So you’ve welcomed a new horse into your family, or you’ve recently relocated your horse to a new barn. In any new situation, if you have other horses around there will be introductions to make. Horses, just like any other animal, have distinct personalities which can come into play when introducing a horse to others. Some posess more of a dominant personality while others prefer to munch on their hay, left alone to their thought. Yet others fall somewhere in the middle. Regardless of what personality type your horse subscribes to, it is important to be knowledgeable about herd dynamics when you’re dealing with multiple horses.
In the wild, horses are herd animals with each member of the herd serving a role. Herds are made up of dominant horses that protect the other members and ensure an adherence to routine as well as horses who are lower on the totem pole who need protection. Horses use a variety of body language to communicate, ensuring that the hierarchy is maintained and not disturbed.

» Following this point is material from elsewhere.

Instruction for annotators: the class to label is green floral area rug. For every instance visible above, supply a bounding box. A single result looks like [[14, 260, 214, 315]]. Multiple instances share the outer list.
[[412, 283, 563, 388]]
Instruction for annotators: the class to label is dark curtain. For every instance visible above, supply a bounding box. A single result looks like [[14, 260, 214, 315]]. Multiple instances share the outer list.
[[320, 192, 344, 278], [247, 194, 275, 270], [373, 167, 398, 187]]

To that end, even domesticated horses will draw upon their instincts when establishing a hierarchy in the pasture. It is beneficial — and much safer — to know what type of personality each horse has before putting them into a pasture together. For example, two horses who tend towards more dominant personality traits may not do well turned out together. They may bicker or fight, which increases risk for injury. Rather than just tossing a herd of horses into a pasture to fight it out, do your best to know what personalities you are mixing and make adjustments according to how each horse reacts in a herd environment.
Many people will subsribe to the notion of just “letting them figure it out” in the pasture, and while this is an argument in itself, the knowledgeable horse owner or barn manager should bear in mind that too much mixing or change in herds can often spell trouble in the form of injuries. That being said, just because a few squeals or pinned ears happen when horses first meet does not necessarily mean that they should be separated immediately. Pay attention to how the herd establishes a hierarchy, and make your adjustments according to ongoing behavior. More often than not, the squeals are used to establish the herd, and once that has been sorted things stay fairly even keel.
Learning about herd dynamics in the wild can translate to being able to better understand your own horses and how they interact. Horses are, instinctively, herd animals, so encouraging them to have a buddy or two is healthy, but just make sure that you are observing the signs of a healthy herd rather than an abusive relationship.